Brescia: Annual Tree Balance Sheet
Brescia has published a formal Bilancio Arboreo (tree balance sheet) annually since 2021 — a document that records plantings against removals and reports the net change in the municipal tree heritage. The 2024 edition covered the period from March 2023 to April 2024 and recorded 1,168 new plantings against 585 removals, a net gain of 583 trees.
The city's current tree heritage includes 19,478 trees managed along streets and avenues, 42,333 in public parks, and approximately 100,000 in municipal woodland areas. The ratio of street to park trees (roughly 1:2.2) reflects the relative difficulty of expanding canopy in dense historic street grids, where underground utilities and building proximity constrain root development and crown clearance.
Brescia's balance sheet approach — reporting removals alongside plantings — offers a more complete picture than Rome or Milan's communications, which typically report gross planting figures without disclosing how many trees were simultaneously removed. Tree removals due to disease, structural failure, or construction work regularly offset gross planting figures by 20–40% in Italian urban inventories, according to a 2024 estimate published in the Italian Journal of Agronomy.
What the Targets Do Not Capture
Municipal canopy targets in Italy are typically framed as tree-count goals rather than canopy-coverage percentages. Rome has not published a specific percentage target for street canopy; Milan's Forestami goal of raising coverage from 16% to 21% is a metropolitan-territory figure that includes peri-urban forests and agricultural fringe areas rather than urban streetscapes specifically.

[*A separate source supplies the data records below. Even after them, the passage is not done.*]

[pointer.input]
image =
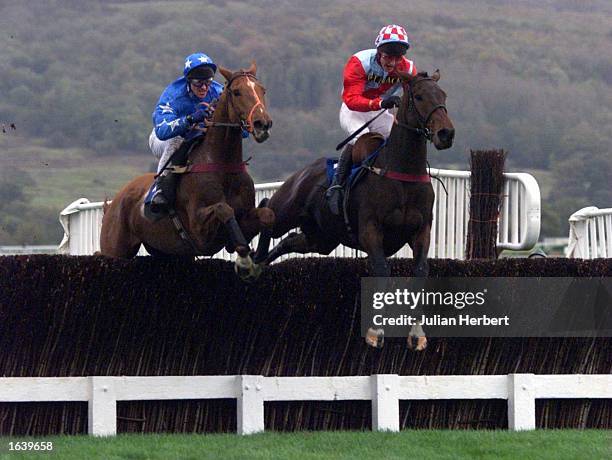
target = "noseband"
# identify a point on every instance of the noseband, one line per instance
(423, 130)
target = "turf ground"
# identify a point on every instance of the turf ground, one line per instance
(426, 444)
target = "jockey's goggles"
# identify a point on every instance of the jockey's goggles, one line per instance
(201, 83)
(389, 58)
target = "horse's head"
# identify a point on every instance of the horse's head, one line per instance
(424, 108)
(246, 101)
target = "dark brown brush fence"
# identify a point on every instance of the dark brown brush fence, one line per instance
(486, 188)
(80, 316)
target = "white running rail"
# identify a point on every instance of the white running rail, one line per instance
(519, 221)
(590, 233)
(251, 391)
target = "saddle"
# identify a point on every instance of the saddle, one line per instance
(358, 171)
(178, 158)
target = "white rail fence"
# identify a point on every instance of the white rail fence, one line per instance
(519, 221)
(590, 233)
(251, 391)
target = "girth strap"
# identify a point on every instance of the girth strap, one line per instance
(235, 168)
(404, 177)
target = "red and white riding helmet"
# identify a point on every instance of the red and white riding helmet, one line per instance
(392, 34)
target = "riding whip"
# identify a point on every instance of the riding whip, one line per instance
(365, 125)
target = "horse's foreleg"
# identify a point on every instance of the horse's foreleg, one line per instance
(420, 249)
(255, 221)
(371, 240)
(263, 245)
(208, 227)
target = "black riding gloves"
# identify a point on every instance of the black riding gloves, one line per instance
(390, 102)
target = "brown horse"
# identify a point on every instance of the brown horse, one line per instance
(215, 199)
(390, 206)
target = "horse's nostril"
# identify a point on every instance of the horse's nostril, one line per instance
(446, 135)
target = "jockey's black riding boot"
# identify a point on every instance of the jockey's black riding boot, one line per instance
(163, 199)
(335, 193)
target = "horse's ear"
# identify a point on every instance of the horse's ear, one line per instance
(227, 74)
(253, 69)
(405, 76)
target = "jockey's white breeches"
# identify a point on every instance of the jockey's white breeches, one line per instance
(163, 150)
(351, 121)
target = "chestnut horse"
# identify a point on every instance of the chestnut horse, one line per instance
(391, 205)
(215, 199)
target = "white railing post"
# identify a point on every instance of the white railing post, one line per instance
(250, 404)
(102, 410)
(385, 402)
(521, 402)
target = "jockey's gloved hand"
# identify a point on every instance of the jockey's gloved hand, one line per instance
(197, 117)
(390, 102)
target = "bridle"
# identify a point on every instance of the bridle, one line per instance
(246, 125)
(423, 130)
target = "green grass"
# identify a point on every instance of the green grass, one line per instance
(541, 444)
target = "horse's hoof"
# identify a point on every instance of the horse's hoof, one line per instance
(246, 269)
(375, 337)
(421, 343)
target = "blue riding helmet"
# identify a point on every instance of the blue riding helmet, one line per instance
(195, 60)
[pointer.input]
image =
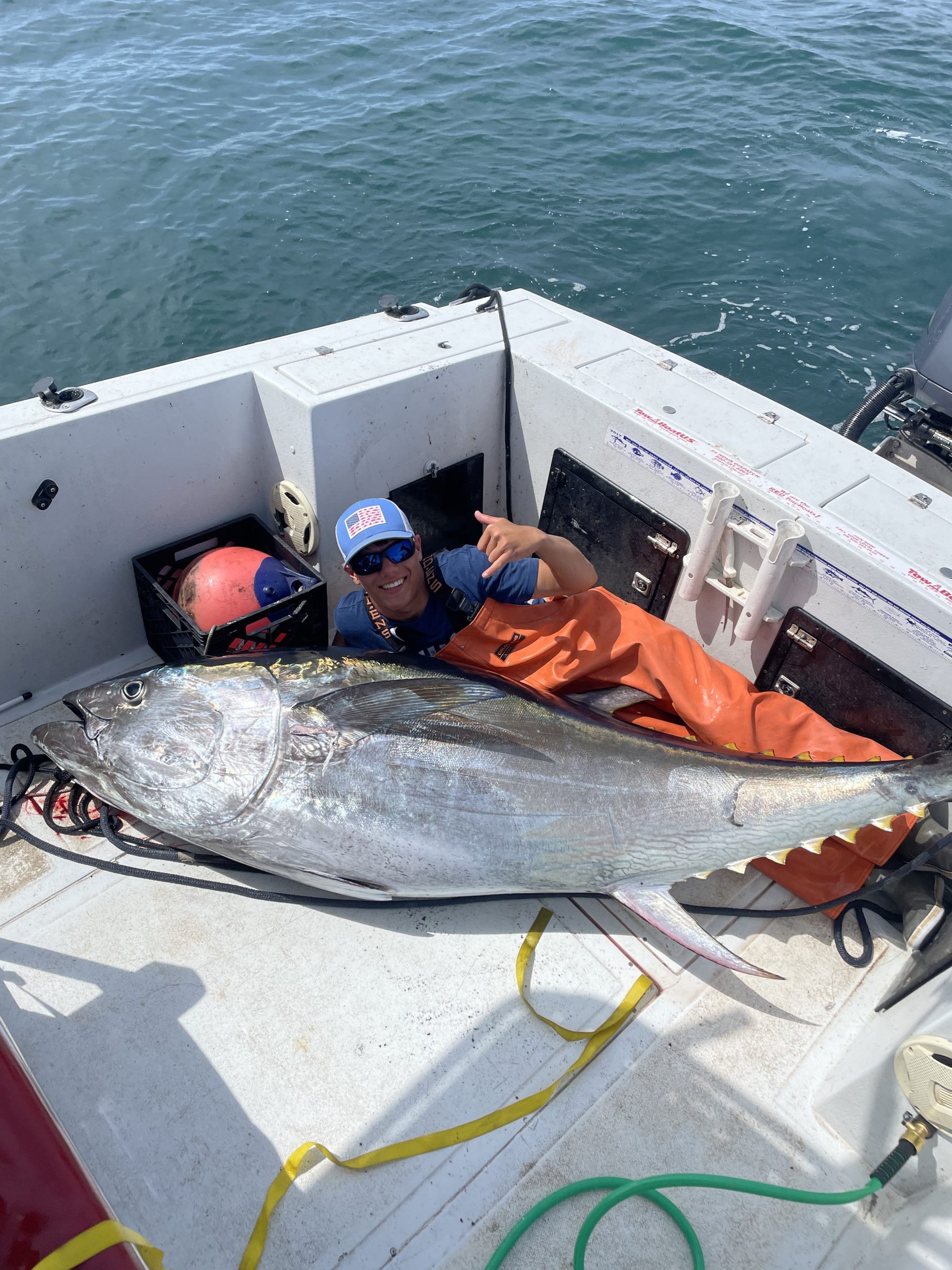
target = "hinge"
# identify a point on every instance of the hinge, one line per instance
(662, 544)
(808, 642)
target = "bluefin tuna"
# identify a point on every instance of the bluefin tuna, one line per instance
(376, 776)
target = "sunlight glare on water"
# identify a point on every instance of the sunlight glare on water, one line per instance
(763, 187)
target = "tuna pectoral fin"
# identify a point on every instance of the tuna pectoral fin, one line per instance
(656, 906)
(343, 887)
(390, 702)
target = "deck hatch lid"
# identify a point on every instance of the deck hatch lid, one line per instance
(636, 552)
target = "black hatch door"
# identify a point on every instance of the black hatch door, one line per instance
(638, 553)
(853, 690)
(441, 507)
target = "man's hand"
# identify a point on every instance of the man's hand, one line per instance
(503, 541)
(563, 570)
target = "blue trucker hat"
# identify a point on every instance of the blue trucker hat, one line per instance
(372, 520)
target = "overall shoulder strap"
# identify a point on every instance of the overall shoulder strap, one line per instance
(459, 607)
(455, 602)
(382, 627)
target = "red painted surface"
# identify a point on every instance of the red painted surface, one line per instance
(46, 1197)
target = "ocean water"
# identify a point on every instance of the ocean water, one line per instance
(762, 186)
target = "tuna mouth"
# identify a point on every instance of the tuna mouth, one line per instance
(92, 724)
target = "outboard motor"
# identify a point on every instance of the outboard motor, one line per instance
(918, 405)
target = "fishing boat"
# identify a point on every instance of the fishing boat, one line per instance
(166, 1049)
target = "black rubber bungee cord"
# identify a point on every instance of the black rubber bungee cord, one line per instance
(855, 902)
(107, 826)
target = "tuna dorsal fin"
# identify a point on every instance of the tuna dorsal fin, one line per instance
(656, 906)
(424, 709)
(608, 700)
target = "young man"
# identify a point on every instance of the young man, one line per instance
(474, 607)
(407, 607)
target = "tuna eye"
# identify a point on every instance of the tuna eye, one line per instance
(134, 691)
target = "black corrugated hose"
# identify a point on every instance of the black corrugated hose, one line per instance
(875, 403)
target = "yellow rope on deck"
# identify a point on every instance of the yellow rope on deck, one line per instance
(311, 1152)
(98, 1239)
(106, 1235)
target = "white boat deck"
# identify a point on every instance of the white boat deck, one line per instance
(189, 1042)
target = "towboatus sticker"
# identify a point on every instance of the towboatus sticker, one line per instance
(843, 583)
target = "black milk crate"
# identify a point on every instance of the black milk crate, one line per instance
(300, 622)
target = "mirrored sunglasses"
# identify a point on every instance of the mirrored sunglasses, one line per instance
(372, 562)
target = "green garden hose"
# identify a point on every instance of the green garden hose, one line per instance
(649, 1188)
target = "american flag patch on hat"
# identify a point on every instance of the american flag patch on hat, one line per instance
(365, 518)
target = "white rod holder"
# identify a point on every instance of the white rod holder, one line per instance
(717, 507)
(769, 578)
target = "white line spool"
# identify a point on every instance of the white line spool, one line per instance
(769, 578)
(717, 507)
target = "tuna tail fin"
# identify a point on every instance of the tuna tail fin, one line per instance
(656, 906)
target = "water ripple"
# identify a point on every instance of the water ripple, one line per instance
(183, 177)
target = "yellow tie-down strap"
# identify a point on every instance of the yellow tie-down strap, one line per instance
(98, 1239)
(309, 1153)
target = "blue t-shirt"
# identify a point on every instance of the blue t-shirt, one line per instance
(463, 570)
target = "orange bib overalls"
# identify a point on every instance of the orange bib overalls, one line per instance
(595, 640)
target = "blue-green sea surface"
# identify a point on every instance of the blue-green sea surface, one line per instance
(762, 186)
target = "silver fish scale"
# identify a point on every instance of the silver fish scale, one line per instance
(420, 781)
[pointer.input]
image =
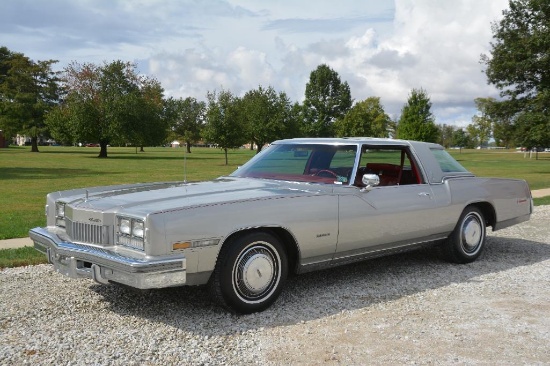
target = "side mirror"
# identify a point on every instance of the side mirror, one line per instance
(370, 180)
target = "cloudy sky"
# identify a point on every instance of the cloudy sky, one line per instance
(381, 48)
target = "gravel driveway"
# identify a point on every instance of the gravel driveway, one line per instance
(404, 309)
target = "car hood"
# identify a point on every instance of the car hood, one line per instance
(143, 199)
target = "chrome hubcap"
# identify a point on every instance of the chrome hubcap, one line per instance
(256, 272)
(472, 233)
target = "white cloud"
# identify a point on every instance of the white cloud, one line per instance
(381, 48)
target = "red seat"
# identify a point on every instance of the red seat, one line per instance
(388, 173)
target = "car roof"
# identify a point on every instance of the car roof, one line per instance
(355, 140)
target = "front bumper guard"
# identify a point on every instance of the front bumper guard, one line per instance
(102, 265)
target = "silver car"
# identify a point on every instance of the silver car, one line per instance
(300, 205)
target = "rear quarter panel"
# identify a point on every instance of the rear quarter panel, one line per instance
(510, 198)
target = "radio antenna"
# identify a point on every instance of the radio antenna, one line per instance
(185, 164)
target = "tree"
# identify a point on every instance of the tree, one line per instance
(482, 124)
(187, 119)
(365, 118)
(417, 121)
(519, 66)
(266, 115)
(461, 139)
(326, 100)
(223, 121)
(147, 125)
(28, 91)
(109, 103)
(446, 135)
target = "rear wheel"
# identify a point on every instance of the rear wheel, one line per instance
(467, 240)
(250, 273)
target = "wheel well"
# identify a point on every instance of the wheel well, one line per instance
(488, 212)
(284, 237)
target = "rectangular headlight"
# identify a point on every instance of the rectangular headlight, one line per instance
(130, 232)
(60, 214)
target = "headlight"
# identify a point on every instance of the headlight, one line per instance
(125, 226)
(131, 232)
(137, 229)
(60, 214)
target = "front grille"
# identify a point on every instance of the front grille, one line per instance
(87, 233)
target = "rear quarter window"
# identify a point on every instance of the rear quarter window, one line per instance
(447, 163)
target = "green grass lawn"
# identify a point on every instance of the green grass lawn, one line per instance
(26, 178)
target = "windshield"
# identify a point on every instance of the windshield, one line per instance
(303, 163)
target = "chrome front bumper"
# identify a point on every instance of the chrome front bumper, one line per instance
(103, 265)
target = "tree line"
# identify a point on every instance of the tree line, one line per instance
(112, 104)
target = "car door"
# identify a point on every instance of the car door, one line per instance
(387, 216)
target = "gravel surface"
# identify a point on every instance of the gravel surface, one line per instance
(404, 309)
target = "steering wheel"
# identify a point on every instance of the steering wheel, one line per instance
(326, 173)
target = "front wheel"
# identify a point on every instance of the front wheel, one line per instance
(467, 240)
(250, 273)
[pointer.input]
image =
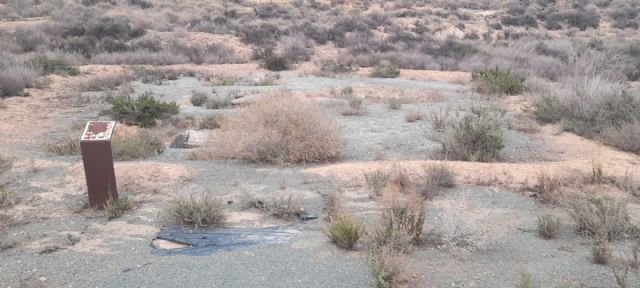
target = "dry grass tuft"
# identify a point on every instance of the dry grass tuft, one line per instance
(600, 250)
(525, 281)
(197, 211)
(138, 146)
(279, 129)
(345, 230)
(400, 180)
(400, 224)
(6, 197)
(439, 119)
(279, 205)
(600, 215)
(65, 146)
(548, 187)
(387, 266)
(437, 177)
(413, 115)
(548, 226)
(116, 208)
(376, 181)
(332, 206)
(463, 223)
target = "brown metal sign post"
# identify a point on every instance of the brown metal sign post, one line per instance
(95, 145)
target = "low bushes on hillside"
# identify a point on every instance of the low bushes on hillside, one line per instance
(594, 103)
(141, 111)
(385, 69)
(498, 81)
(48, 66)
(276, 63)
(279, 129)
(137, 146)
(14, 79)
(478, 136)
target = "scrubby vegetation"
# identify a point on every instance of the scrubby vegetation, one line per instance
(136, 146)
(548, 226)
(199, 98)
(64, 146)
(600, 216)
(400, 224)
(142, 111)
(6, 196)
(280, 205)
(115, 208)
(477, 136)
(499, 81)
(345, 230)
(280, 129)
(437, 177)
(385, 69)
(198, 211)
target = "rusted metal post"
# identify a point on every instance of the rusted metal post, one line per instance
(95, 145)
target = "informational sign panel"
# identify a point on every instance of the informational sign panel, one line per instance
(95, 145)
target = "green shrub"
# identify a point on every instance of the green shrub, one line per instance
(437, 176)
(633, 57)
(498, 81)
(600, 215)
(525, 281)
(399, 225)
(141, 111)
(376, 180)
(199, 98)
(345, 231)
(478, 136)
(5, 196)
(548, 226)
(209, 123)
(219, 103)
(329, 66)
(48, 66)
(387, 266)
(134, 147)
(116, 208)
(197, 211)
(276, 63)
(385, 69)
(394, 103)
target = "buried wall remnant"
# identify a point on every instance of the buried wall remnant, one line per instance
(203, 242)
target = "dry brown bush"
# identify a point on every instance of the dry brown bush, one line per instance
(279, 129)
(413, 115)
(626, 137)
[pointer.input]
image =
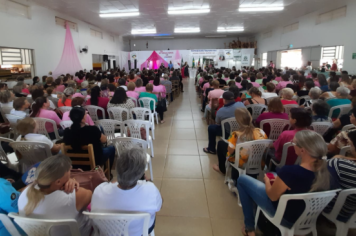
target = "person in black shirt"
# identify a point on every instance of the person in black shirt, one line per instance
(80, 134)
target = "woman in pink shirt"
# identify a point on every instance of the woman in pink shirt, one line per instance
(131, 90)
(158, 88)
(281, 85)
(78, 101)
(139, 87)
(40, 110)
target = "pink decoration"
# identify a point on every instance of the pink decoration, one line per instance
(154, 61)
(69, 62)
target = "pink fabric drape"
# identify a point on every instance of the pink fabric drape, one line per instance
(69, 62)
(154, 61)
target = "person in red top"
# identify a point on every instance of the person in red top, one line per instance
(97, 100)
(287, 95)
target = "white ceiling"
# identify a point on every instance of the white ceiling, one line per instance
(153, 13)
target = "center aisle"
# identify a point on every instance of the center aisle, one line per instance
(196, 202)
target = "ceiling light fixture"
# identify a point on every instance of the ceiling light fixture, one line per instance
(119, 14)
(216, 36)
(186, 30)
(144, 31)
(188, 11)
(252, 9)
(236, 29)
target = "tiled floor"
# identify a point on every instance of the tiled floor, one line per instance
(196, 202)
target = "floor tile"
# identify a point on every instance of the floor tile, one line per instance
(183, 167)
(182, 134)
(183, 147)
(182, 226)
(184, 197)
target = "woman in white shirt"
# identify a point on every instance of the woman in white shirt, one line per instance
(129, 193)
(54, 195)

The European Urban Nature-Based Solutions Network has noted that Italian cities generally lag behind northern European peers in adopting percentage-based canopy targets and integrating tree canopy requirements into building permit conditions. Several Italian municipalities have introduced green ratio requirements for new development since 2022, but enforcement and monitoring capacity remain inconsistent.